DHAKA, Aug 6, 2018 (BSS) – The nation today observed the 77th death
anniversary of Rabindranath Tagore with elaborate programmes recalling the
great poet who did not leave any human emotion untouched in his works,
especially poems and songs.
As part of the national level observance, Bangla Academy organized a solo
lecture and a cultural function at Abdul Karim Sahitya Bisharad auditorium on
the academy premises this afternoon.
Noted playwright Ataur Rahman delivered the lecture on “Relevance of
Rabindranath’s Creativity in the Current World” while Acting Director General
of Bangla Academy Anwar Hossain delivered the welcome speech.

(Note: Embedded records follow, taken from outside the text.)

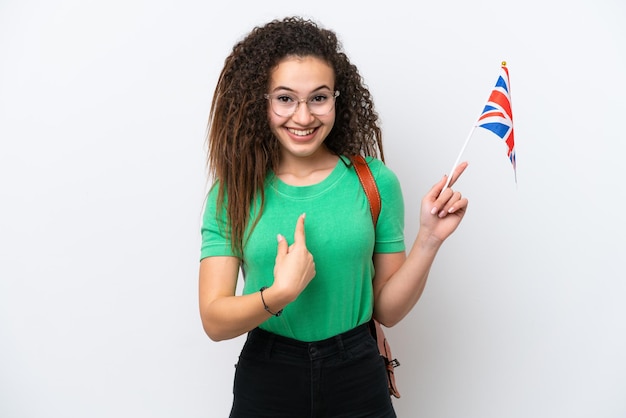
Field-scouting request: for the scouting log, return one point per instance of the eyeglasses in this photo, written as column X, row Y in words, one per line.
column 319, row 103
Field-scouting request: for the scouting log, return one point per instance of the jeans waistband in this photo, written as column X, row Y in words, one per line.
column 273, row 343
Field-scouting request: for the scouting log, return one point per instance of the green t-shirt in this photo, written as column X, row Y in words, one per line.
column 339, row 234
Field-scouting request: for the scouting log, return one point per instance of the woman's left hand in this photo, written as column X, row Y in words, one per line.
column 442, row 210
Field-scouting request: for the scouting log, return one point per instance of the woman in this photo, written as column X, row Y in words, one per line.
column 288, row 110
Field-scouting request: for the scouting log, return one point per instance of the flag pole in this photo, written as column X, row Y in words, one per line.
column 459, row 157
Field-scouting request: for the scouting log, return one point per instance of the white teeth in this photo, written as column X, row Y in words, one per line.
column 301, row 133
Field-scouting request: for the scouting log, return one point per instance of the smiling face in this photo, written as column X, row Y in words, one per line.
column 302, row 134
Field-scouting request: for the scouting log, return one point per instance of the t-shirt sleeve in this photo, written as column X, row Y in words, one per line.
column 390, row 227
column 214, row 231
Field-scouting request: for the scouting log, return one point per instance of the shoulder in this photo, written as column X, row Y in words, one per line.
column 382, row 173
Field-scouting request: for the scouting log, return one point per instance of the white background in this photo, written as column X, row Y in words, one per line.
column 103, row 109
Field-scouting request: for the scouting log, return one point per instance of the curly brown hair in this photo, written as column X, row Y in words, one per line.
column 241, row 147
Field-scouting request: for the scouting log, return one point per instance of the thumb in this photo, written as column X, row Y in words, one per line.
column 283, row 247
column 299, row 235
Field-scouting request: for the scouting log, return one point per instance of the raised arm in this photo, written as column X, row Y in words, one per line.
column 225, row 315
column 400, row 280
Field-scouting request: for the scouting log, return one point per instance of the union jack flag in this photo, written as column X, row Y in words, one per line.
column 497, row 115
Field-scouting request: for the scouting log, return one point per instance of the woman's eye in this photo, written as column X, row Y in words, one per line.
column 284, row 99
column 319, row 98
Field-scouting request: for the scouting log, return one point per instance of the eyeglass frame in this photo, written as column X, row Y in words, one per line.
column 269, row 96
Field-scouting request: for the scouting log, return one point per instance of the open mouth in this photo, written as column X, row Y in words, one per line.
column 301, row 132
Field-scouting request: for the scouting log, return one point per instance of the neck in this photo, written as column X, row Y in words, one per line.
column 303, row 171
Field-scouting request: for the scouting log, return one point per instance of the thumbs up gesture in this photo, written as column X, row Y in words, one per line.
column 294, row 268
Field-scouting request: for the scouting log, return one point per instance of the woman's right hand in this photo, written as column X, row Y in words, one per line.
column 295, row 267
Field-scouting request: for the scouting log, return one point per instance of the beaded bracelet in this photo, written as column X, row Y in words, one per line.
column 267, row 307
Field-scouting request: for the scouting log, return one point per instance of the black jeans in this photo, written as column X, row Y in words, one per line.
column 343, row 376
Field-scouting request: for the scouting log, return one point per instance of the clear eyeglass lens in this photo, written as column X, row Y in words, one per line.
column 319, row 104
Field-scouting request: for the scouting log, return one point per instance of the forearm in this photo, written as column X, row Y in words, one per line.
column 228, row 317
column 405, row 286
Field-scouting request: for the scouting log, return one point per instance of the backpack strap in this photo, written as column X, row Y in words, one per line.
column 373, row 196
column 369, row 185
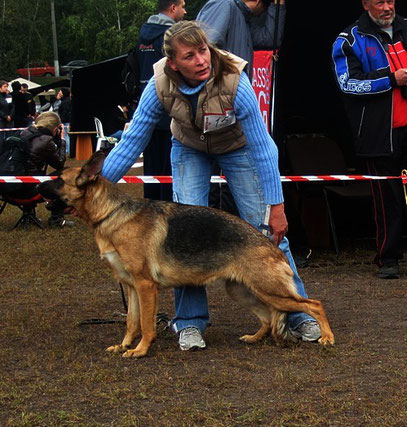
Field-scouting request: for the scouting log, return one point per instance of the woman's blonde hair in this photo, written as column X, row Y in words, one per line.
column 190, row 33
column 48, row 120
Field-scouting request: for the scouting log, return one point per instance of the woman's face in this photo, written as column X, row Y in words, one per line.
column 193, row 62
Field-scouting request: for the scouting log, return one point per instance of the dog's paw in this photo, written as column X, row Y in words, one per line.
column 325, row 341
column 115, row 349
column 134, row 353
column 249, row 339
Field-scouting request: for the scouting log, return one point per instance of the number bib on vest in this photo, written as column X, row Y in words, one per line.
column 214, row 122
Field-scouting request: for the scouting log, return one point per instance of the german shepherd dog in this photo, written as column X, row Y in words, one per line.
column 150, row 244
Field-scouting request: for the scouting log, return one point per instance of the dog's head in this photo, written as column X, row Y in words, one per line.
column 71, row 184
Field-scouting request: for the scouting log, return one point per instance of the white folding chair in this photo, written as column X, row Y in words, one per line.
column 101, row 139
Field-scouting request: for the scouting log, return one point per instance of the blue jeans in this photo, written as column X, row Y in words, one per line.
column 191, row 170
column 67, row 138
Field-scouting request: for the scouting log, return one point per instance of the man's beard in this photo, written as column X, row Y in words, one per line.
column 383, row 22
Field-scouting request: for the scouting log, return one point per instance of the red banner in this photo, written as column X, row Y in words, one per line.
column 262, row 71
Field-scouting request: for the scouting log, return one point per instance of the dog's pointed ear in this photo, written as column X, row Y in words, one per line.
column 91, row 169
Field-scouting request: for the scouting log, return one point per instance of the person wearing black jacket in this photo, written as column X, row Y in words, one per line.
column 46, row 148
column 149, row 50
column 6, row 109
column 64, row 112
column 370, row 65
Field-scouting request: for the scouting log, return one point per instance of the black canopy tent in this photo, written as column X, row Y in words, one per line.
column 96, row 91
column 308, row 99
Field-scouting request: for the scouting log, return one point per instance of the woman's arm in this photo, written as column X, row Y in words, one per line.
column 262, row 147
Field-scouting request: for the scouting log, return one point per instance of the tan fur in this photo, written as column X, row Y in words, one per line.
column 132, row 241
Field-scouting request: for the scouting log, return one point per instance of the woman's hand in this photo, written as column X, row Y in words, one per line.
column 278, row 223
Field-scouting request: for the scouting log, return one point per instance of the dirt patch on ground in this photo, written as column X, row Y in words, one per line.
column 56, row 372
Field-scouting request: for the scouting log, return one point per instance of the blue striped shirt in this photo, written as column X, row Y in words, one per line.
column 149, row 111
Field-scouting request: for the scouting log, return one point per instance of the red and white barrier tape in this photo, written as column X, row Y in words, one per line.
column 11, row 129
column 214, row 179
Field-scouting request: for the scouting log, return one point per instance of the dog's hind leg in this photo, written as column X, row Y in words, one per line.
column 147, row 292
column 239, row 293
column 310, row 306
column 133, row 329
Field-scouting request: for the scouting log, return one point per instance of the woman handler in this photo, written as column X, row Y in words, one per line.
column 215, row 118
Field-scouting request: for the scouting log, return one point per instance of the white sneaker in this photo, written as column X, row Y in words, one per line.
column 307, row 331
column 190, row 339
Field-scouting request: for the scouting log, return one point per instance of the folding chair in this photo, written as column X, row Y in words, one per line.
column 320, row 155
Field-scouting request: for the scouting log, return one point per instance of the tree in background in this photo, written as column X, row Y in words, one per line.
column 94, row 30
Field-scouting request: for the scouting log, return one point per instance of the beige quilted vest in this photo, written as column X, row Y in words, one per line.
column 213, row 100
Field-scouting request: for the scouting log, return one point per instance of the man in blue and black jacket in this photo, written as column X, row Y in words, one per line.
column 370, row 65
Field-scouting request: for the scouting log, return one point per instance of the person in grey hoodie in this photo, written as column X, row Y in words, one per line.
column 240, row 26
column 148, row 51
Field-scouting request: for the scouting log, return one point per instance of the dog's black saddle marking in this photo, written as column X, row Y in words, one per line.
column 199, row 237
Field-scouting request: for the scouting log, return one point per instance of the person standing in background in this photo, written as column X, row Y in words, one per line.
column 240, row 26
column 370, row 66
column 148, row 51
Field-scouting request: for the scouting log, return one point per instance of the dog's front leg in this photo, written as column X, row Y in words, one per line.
column 147, row 292
column 133, row 330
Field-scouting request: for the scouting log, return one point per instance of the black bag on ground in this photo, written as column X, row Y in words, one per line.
column 13, row 160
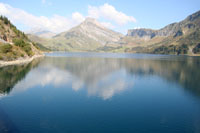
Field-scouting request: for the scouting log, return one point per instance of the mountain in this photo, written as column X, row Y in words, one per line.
column 14, row 44
column 87, row 36
column 42, row 33
column 177, row 38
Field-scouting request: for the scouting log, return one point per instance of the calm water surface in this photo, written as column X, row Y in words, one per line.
column 93, row 92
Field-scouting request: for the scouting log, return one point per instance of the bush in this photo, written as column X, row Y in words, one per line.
column 19, row 42
column 5, row 48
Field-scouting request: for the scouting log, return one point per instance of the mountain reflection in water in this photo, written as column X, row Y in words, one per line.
column 102, row 77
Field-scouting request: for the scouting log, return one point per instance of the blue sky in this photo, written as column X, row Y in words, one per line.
column 119, row 15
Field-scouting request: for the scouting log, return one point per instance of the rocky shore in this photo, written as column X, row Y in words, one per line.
column 20, row 61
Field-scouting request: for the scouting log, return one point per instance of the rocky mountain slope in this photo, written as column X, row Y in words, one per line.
column 176, row 38
column 89, row 35
column 42, row 33
column 14, row 44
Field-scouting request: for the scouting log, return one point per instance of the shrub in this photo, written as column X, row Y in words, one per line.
column 5, row 48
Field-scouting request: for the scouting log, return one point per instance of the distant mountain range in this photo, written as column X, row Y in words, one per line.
column 42, row 33
column 89, row 35
column 177, row 38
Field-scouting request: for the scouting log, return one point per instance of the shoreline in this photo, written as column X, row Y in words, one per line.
column 20, row 61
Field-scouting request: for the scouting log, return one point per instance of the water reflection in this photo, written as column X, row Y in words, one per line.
column 11, row 75
column 103, row 77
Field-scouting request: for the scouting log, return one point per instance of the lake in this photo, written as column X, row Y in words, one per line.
column 101, row 92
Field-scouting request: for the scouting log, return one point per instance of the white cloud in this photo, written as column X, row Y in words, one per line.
column 109, row 12
column 43, row 1
column 56, row 23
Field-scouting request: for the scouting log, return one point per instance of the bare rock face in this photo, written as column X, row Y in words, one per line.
column 88, row 34
column 174, row 29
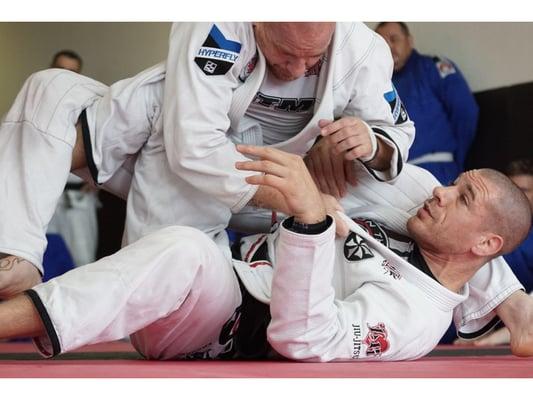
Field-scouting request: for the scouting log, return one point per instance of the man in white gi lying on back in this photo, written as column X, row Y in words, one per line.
column 376, row 294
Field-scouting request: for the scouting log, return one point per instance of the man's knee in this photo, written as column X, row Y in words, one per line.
column 16, row 276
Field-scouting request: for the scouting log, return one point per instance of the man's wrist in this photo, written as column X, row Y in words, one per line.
column 297, row 226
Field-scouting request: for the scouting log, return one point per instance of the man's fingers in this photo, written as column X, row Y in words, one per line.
column 329, row 173
column 265, row 166
column 341, row 227
column 267, row 153
column 356, row 152
column 324, row 122
column 267, row 180
column 339, row 175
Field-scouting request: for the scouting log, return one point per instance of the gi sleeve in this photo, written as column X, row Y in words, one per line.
column 459, row 103
column 375, row 100
column 203, row 67
column 374, row 322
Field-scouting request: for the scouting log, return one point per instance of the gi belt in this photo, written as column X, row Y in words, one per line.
column 442, row 156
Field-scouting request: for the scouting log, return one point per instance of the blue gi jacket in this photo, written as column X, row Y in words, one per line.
column 444, row 110
column 521, row 262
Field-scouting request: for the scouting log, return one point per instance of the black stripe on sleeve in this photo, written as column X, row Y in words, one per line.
column 88, row 147
column 474, row 335
column 47, row 322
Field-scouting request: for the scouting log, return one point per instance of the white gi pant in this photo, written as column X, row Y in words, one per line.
column 120, row 121
column 76, row 220
column 173, row 290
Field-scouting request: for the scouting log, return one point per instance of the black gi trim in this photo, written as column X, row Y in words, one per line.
column 251, row 341
column 87, row 146
column 474, row 335
column 47, row 322
column 399, row 165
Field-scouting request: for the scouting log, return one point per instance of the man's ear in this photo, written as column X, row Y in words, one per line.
column 488, row 245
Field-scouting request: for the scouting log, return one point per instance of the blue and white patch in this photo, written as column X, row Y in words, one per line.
column 399, row 113
column 217, row 54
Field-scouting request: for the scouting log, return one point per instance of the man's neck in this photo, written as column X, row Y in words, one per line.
column 452, row 271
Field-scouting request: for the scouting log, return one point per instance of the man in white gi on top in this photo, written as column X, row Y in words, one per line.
column 375, row 295
column 273, row 84
column 119, row 121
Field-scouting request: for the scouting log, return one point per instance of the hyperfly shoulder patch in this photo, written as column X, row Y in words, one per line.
column 217, row 54
column 399, row 113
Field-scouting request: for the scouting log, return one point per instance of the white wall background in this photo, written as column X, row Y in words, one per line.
column 490, row 54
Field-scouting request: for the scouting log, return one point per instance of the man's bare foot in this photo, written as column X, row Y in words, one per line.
column 16, row 275
column 522, row 338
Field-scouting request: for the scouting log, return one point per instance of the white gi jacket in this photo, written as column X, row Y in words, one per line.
column 220, row 68
column 329, row 306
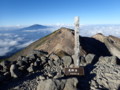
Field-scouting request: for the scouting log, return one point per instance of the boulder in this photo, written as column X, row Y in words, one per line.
column 67, row 60
column 89, row 58
column 71, row 84
column 31, row 68
column 53, row 57
column 5, row 65
column 15, row 72
column 113, row 60
column 51, row 84
column 107, row 74
column 43, row 59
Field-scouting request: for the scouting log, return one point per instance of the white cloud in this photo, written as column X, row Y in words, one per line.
column 4, row 50
column 89, row 30
column 10, row 41
column 24, row 44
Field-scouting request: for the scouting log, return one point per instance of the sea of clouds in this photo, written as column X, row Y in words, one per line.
column 12, row 40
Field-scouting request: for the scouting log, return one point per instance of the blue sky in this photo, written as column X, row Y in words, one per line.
column 28, row 12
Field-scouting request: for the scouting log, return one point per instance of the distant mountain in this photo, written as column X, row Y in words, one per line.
column 62, row 42
column 35, row 27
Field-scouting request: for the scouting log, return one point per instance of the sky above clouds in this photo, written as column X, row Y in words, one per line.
column 28, row 12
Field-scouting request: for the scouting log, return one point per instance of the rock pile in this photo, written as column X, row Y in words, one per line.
column 107, row 74
column 51, row 66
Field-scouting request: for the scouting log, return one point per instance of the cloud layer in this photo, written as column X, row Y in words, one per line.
column 13, row 40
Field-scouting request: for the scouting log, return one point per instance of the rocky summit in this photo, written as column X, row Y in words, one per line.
column 40, row 66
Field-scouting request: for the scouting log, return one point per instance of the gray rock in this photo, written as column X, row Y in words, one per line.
column 50, row 62
column 111, row 60
column 107, row 74
column 6, row 65
column 51, row 84
column 21, row 63
column 43, row 59
column 71, row 84
column 41, row 77
column 67, row 60
column 53, row 57
column 58, row 62
column 15, row 73
column 31, row 68
column 89, row 58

National Professor and President of the Academy Professor Emeritus
Anisuzzaman presided over the function.
Later, artistes of Raktakarabi performed Rabindra Sangeet on the occasion.
Besides, Shilpakala Academy, Chhayanaut, National Museum and Shishu
Academy also drew up different programmes marking the day.
The youngest of thirteen surviving children, Tagore, nicknamed “Rabi”, was
born on 25th of Bengali month of Baishakh 1268 (May 7, 1861) in the Jorasanko
mansion in Calcutta to Debendranath Tagore and Sarada Devi.
Tagore modernized Bengali art by spurning rigid classical forms and
resisting linguistic strictures.
In his long seven decades of endeavors in different genres of Bangla
literature, the great poet enriched the Bangla language and literature and
elevated their positions in the global arena.
His novels, short stories, songs, dance-dramas, and essays spoke to topics
political and personal.
Gitanjali (Song Offerings), Gora (Fair-Faced) and Ghare-Baire (The Home
and the World) are his best-known works, and his verse, short stories, and
novels were acclaimed-or panned-for their lyricism, colloquialism,
naturalism, and unnatural contemplation.
Author of Gitanjali and its “profoundly sensitive, fresh and beautiful
verse”, Rabindranath became the first non-European to win the Nobel Prize in
Literature in 1913.
Sometimes referred to as “the Bard of Bengal”, Tagore’s poetic songs were
viewed as spiritual and mercurial.
His compositions were chosen by two nations as national anthems:
Bangladesh’s Amar Shonar Bangla and India’s Jana Gana Mana. The Sri Lankan
national anthem was inspired by his work.